“Acontece, porém, que a mente humana corre perigo; mas, foi precisamente contra esse perigo que a autoridade religiosa sempre se constituiu; pois é absolutamente necessário que, contra ele, alguma barreira se erga; de outra forma é toda a raça humana que arrisca afundar-se.

O perigo consiste no facto do intelecto humano ter a liberdade de se destruir a si mesmo. Uma geração de pensadores pode acabar com o pensamento, ensinando à geração seguinte que o pensamento humano é totalmente desprovido de valor. E, isto, porque o acreditar-se na validade da razão, é uma questão de fé.

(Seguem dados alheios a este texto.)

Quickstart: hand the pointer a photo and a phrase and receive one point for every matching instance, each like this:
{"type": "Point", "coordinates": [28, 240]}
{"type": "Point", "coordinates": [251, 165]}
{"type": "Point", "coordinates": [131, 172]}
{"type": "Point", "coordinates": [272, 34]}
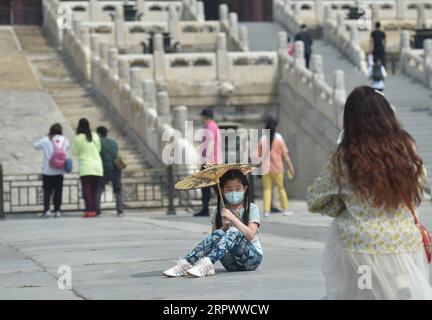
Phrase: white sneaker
{"type": "Point", "coordinates": [179, 270]}
{"type": "Point", "coordinates": [202, 268]}
{"type": "Point", "coordinates": [45, 215]}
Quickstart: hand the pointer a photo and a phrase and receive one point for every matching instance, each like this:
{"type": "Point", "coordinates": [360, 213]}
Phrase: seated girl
{"type": "Point", "coordinates": [234, 238]}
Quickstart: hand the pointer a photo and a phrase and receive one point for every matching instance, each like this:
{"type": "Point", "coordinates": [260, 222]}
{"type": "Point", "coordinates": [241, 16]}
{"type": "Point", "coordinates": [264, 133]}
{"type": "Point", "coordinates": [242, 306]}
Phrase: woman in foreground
{"type": "Point", "coordinates": [373, 250]}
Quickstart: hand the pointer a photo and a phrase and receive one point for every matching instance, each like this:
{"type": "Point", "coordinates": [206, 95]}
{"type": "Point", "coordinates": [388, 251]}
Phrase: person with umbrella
{"type": "Point", "coordinates": [234, 238]}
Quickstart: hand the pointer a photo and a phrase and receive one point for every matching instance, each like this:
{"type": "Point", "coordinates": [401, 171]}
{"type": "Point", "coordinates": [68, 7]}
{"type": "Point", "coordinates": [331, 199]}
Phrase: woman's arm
{"type": "Point", "coordinates": [249, 231]}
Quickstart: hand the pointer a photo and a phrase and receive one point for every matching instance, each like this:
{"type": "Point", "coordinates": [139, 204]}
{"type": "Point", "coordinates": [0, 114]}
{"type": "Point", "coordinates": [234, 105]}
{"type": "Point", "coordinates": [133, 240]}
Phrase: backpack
{"type": "Point", "coordinates": [377, 73]}
{"type": "Point", "coordinates": [58, 158]}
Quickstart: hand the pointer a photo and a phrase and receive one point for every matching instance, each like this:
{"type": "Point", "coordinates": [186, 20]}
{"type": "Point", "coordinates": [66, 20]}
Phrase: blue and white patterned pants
{"type": "Point", "coordinates": [231, 248]}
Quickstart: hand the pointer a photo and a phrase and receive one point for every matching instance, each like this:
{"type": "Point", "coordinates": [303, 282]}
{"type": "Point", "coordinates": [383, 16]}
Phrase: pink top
{"type": "Point", "coordinates": [273, 162]}
{"type": "Point", "coordinates": [215, 138]}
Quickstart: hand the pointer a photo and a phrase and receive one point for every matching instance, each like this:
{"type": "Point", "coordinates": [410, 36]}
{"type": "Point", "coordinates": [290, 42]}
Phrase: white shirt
{"type": "Point", "coordinates": [377, 84]}
{"type": "Point", "coordinates": [46, 144]}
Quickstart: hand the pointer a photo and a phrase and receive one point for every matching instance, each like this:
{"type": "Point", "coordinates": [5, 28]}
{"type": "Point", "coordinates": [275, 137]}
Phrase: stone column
{"type": "Point", "coordinates": [163, 107]}
{"type": "Point", "coordinates": [93, 8]}
{"type": "Point", "coordinates": [421, 17]}
{"type": "Point", "coordinates": [149, 94]}
{"type": "Point", "coordinates": [282, 42]}
{"type": "Point", "coordinates": [119, 27]}
{"type": "Point", "coordinates": [427, 45]}
{"type": "Point", "coordinates": [340, 23]}
{"type": "Point", "coordinates": [123, 69]}
{"type": "Point", "coordinates": [159, 57]}
{"type": "Point", "coordinates": [85, 36]}
{"type": "Point", "coordinates": [339, 85]}
{"type": "Point", "coordinates": [375, 13]}
{"type": "Point", "coordinates": [173, 20]}
{"type": "Point", "coordinates": [400, 9]}
{"type": "Point", "coordinates": [180, 116]}
{"type": "Point", "coordinates": [234, 24]}
{"type": "Point", "coordinates": [405, 46]}
{"type": "Point", "coordinates": [319, 11]}
{"type": "Point", "coordinates": [354, 34]}
{"type": "Point", "coordinates": [135, 81]}
{"type": "Point", "coordinates": [200, 14]}
{"type": "Point", "coordinates": [223, 13]}
{"type": "Point", "coordinates": [405, 40]}
{"type": "Point", "coordinates": [94, 44]}
{"type": "Point", "coordinates": [222, 57]}
{"type": "Point", "coordinates": [141, 8]}
{"type": "Point", "coordinates": [299, 58]}
{"type": "Point", "coordinates": [103, 52]}
{"type": "Point", "coordinates": [112, 60]}
{"type": "Point", "coordinates": [317, 67]}
{"type": "Point", "coordinates": [243, 37]}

 É um acto de fé afirmar que os nossos pensamentos têm qualquer espécie de relação com a realidade que nos cerca e, até, que essa realidade é real e não uma criação da nossa mente.

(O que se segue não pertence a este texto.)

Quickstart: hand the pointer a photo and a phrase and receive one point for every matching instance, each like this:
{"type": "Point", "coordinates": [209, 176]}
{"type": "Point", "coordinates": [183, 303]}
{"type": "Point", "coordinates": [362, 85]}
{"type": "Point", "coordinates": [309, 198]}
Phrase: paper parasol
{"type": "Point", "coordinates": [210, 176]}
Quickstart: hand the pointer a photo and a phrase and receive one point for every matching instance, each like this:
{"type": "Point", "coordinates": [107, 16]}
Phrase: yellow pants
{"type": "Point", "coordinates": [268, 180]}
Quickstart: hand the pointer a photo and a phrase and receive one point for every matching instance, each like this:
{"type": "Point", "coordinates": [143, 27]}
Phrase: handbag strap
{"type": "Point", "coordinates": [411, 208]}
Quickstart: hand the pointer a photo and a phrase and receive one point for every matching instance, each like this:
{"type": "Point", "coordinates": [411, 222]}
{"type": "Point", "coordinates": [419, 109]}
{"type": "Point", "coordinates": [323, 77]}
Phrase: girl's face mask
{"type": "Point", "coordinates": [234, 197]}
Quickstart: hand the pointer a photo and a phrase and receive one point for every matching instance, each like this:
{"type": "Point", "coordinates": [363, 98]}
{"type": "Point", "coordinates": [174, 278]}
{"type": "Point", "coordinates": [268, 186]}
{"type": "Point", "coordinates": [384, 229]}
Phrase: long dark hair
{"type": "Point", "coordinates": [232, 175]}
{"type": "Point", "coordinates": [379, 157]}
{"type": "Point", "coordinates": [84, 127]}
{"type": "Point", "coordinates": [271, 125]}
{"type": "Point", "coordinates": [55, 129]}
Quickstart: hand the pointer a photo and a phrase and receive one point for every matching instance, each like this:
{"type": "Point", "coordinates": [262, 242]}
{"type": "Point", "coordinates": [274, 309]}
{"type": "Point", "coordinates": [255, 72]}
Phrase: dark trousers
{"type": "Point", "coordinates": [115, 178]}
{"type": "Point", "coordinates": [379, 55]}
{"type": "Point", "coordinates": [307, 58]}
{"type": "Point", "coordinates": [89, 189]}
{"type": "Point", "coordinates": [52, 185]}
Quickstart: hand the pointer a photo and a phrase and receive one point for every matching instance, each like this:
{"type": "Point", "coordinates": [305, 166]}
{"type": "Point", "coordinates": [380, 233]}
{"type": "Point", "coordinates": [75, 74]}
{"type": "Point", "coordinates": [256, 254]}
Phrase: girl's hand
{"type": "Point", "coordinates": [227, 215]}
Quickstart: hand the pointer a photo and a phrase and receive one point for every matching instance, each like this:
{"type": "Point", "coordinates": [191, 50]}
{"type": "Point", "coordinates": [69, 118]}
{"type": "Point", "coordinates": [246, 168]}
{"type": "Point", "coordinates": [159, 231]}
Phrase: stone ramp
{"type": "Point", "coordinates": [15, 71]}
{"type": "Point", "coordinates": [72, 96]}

Mais tarde ou mais cedo – como de facto aconteceu - qualquer céptico poderá perguntar ”porque motivo hão-de, a observação e a dedução, serem válidas? Porque motivo não há-de a lógica ser tão enganadora como a irracionalidade?”

Ora, este, é o tipo de pensamento que põe fim ao pensamento. E, é o único pensamento a que é absolutamente necessário pôr fim.

Esse é o mal definitivo a que sempre se opôs a autoridade religiosa, um mal que sempre se manifesta no termo de  épocas decadentes como a nossa.

Pondo-se em causa a validade do pensamento põem-se em causa todas as suas conclusões.

 Ora bem, foi contra esta ruína, que a Igreja Católica como um sistema militar se ergueu. Os credos e as cruzadas, as hierarquias e as perseguições, não foram organizadas – como afirmam os ignorantes – para suprimir a razão; pelo contrário, foram organizadas em prol da difícil defesa da razão. Por um instinto cego, os homens sabiam que, quando a natureza das coisas começasse a ser irreflectidamente questionada, também a própria razão seria posta em causa.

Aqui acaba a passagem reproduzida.